Outro exemplo: se no final da década de 70 apenas nove por cento da população em idade de frequentar o secundário o fazia, actualmente tal acontece com quase 60 por cento.
O problema, diz o sociólogo Rui Santos, é "quando se olha para onde se está em 2004 e onde se quer chegar". Desse ponto de vista, afirma, o país está "a meio caminho do sítio onde devia estar, se quiser ter uma posição competitiva" face aos países da OCDE. A constatação é comprovada por todas as estatísticas internacionais, mesmo quando se compara apenas a qualificação das gerações mais novas. Menos de 50 por cento dos jovens entre os 20 e os 24 anos concluíram o ensino secundário. Pior só a Turquia.

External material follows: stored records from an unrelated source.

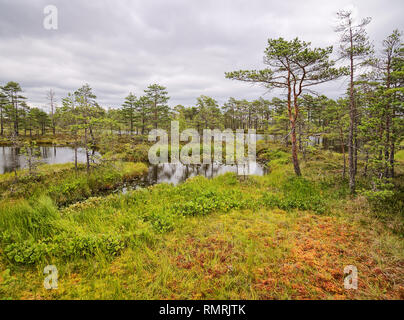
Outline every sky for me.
[0,0,404,109]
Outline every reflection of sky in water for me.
[147,163,266,184]
[0,147,93,174]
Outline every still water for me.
[0,146,267,191]
[0,146,93,174]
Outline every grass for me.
[0,144,404,299]
[0,162,147,206]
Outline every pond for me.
[0,146,95,174]
[0,146,267,192]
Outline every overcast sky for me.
[0,0,404,108]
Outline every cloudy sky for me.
[0,0,404,108]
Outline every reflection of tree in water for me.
[0,146,99,173]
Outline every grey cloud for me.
[0,0,404,107]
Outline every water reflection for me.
[0,146,92,174]
[147,162,267,184]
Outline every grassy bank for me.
[0,150,404,299]
[0,162,147,206]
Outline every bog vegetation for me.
[0,11,404,299]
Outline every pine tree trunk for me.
[348,29,355,194]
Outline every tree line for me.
[0,11,404,193]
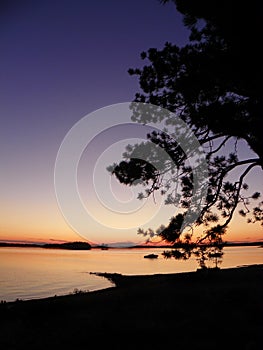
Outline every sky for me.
[0,0,262,243]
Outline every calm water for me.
[0,247,263,301]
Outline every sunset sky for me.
[0,0,262,243]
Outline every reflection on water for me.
[0,247,263,301]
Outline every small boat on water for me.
[144,254,158,259]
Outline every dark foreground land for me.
[0,265,263,350]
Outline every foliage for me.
[108,0,263,266]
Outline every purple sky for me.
[0,0,262,246]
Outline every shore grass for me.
[0,265,263,350]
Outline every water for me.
[0,246,263,301]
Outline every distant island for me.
[0,242,91,250]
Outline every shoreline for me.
[0,264,263,350]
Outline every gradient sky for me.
[0,0,262,242]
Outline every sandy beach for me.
[0,265,263,350]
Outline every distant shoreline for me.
[0,242,263,250]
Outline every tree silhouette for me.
[109,0,263,266]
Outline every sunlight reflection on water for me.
[0,246,263,301]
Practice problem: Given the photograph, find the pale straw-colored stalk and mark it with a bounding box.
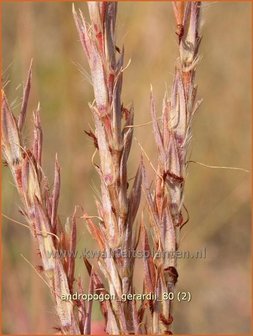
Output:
[73,2,142,334]
[142,1,201,334]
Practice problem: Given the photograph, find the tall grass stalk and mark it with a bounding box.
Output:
[2,1,201,335]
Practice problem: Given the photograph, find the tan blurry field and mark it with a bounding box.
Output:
[2,2,251,334]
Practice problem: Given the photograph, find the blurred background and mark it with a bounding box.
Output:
[2,1,252,334]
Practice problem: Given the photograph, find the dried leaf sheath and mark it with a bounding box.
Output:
[144,1,201,334]
[73,2,142,334]
[1,75,86,334]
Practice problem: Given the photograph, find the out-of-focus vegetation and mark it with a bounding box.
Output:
[2,2,251,334]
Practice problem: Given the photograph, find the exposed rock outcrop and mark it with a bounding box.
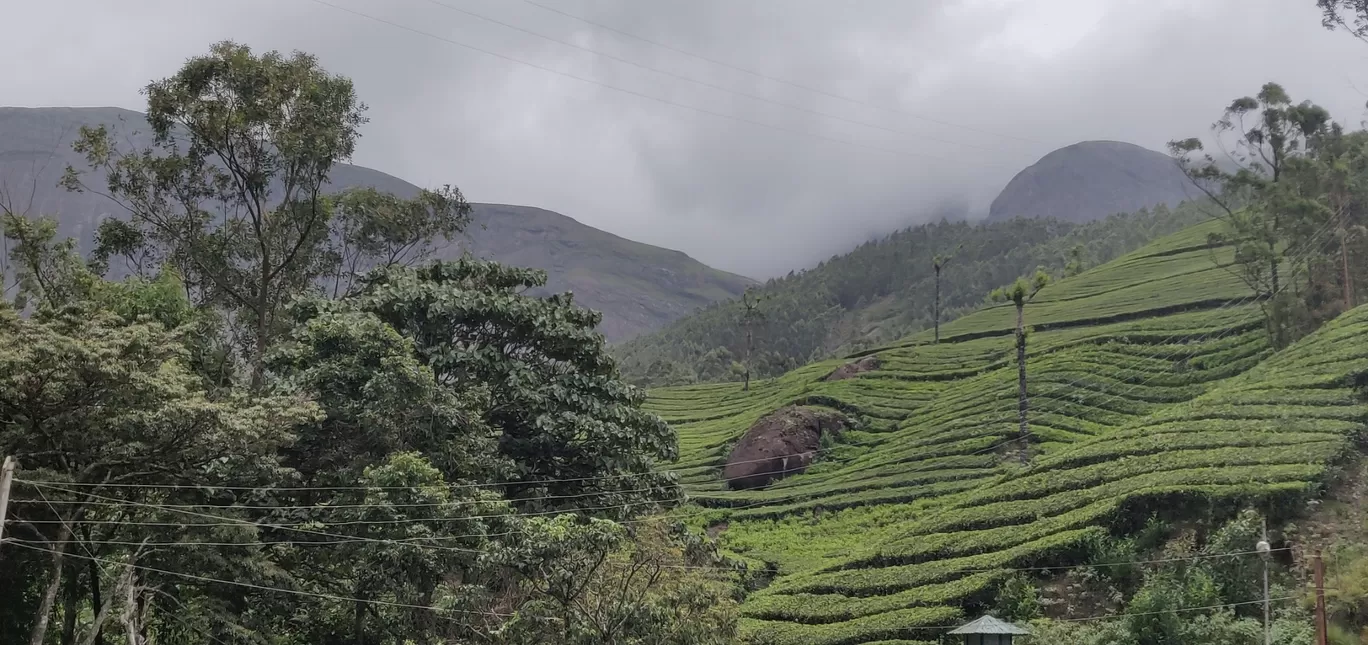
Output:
[722,405,850,490]
[826,353,884,381]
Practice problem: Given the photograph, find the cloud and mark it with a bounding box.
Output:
[0,0,1368,277]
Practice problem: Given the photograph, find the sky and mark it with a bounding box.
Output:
[0,0,1368,278]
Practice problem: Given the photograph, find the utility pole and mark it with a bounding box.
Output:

"Apesar dos progressos, a convergência com os níveis europeus está muito longe de ser conseguida", sintetiza Rui Santos, que defende a ideia de que é possível falar-se em "crescimento" do sistema educativo, mas nunca em "massificação".

Insucesso escolar aumenta
Tirando o caso do pré-escolar, que continua a crescer, e do 1.º ciclo, que conta há já vários anos com uma taxa de escolarização de 100 por cento (todos os que têm a idade própria frequentam os quatro primeiros anos de escolaridade), no restante ensino básico e secundário este indicador decresceu ou estagnou de 1996 até 2004/2005 (último ano para os quais existem estatísticas). E encontra-se bastante abaixo do valor ideal dos 100 por cento, mesmo ao nível do 2.º ciclo (5.º e 6.º anos de escolaridade).
Mas o caso do ensino secundário é o mais flagrante: apenas 60 por cento dos alunos em idade normal de frequentar os 10.º, 11.º e 12.º anos o faz. Os restantes 40 por cento ou desistiram de estudar ou chumbaram ao longo do seu percurso escolar e ainda estão no ensino básico.
O número não surpreende, se se olhar para a evolução das taxas de retenção e desistência. Entre 1994/1995 e 2004/2005, os chumbos e/ou abandonos passaram de 21,3 por cento para 32,1 por cento.
No 12.º, a situação torna-se particularmente preocupante, com metade dos alunos a ficarem retidos. O impacto da introdução dos exames nacionais foi determinante para este aumento.
Mas a verdade é que, nem passado o efeito de novidade, a situação se alterou e os valores de 2005 estão ao nível de 1997. A solução, diz a ministra a Educação, Maria de Lurdes Rodrigues, não é acabar com os exames, que são "peças essenciais de avaliação externa da qualidade das aprendizagens e da prática de ensino". "Mas não encontrei até agora medidas de política activa de retorno dos resultados dos exames às escolas para que possam ser alteradas práticas ou decidir medidas políticas", lamentou.
Outra conclusão das estatísticas compiladas pelos serviços do ministério: as taxas de sucesso no ensino privado e entre as raparigas são sempre melhores, independentemente do ciclo de estudos em causa.